Today’s (10 April) pledge is the first to be made by a major UK supermarket. It could see the demand for palm oil reduced by more than 500 tonnes per year, Iceland has claimed.

The retailer has already stopped using palm oil in half of its own-label range. By the end of this year, 130 products accounting for 10% of Iceland’s own-brand food will have been reformulated.

Palm oil is found in more than half of all supermarket products, but the commodity is linked with environmental destruction in global supply chains. Expanding palm oil and wood pulp plantations are the biggest driver of deforestation in Indonesia and Malaysia, where many species including the orangutan are being threatened with extinction.

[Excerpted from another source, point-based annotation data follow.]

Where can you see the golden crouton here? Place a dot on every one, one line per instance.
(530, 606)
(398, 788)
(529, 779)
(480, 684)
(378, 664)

Iceland’s managing director Richard Walker said he felt passionately about the importance of raising awareness of the issue.

“Until Iceland can guarantee palm oil is not causing rainforest destruction, we are simply saying ‘no to palm oil’,” Walker said. “We don’t believe there is such a thing as verifiably ‘sustainable’ palm oil available in the mass market, so we are giving consumers a choice for the first time.”

‘Time running out’

Iceland – which earlier this year became the first major retailer to pledge to remove plastic packaging from its own-brand food – has invested £5m to enable the shift away from palm oil. Alternatives such as sunflower oil, rapeseed oil and butter will be used instead.

Already in 2018, Iceland has brought out 100 new lines without palm oil, and this figure will increase to more than 200 by the start of 2019.

Welcoming Iceland’s commitment, Greenpeace UK’s executive director John Sauven said the decision was a direct response to the palm oil industry’s “failure to clean up its act”.

“As global temperatures rise from burning forests, and populations of endangered species continue to dwindle, companies using agricultural commodities like palm oil will come under increasing pressure to clean up their supply chains,” Sauven said.  

“Many of the biggest consumer companies in the world have promised to end their role in deforestation by 2020. Time is running out not just for these household brands but for the wildlife, the climate and everyone who depends on healthy forests for their survival.”

Research suggests that many consumers are unaware of what palm oil is. But once informed about palm oil and its effects on the environment, 85% say they do not believe it should be used in food products, according to a recent consumer survey.

In February, Unilever became the first consumer goods firm to publicly disclose palm oil suppliers and mills that it sources from, both directly and indirectly. Alongside Pepsico and Nestlé, Unilever was accused of complicity in the destruction of Sumatra’s last tract of rainforest.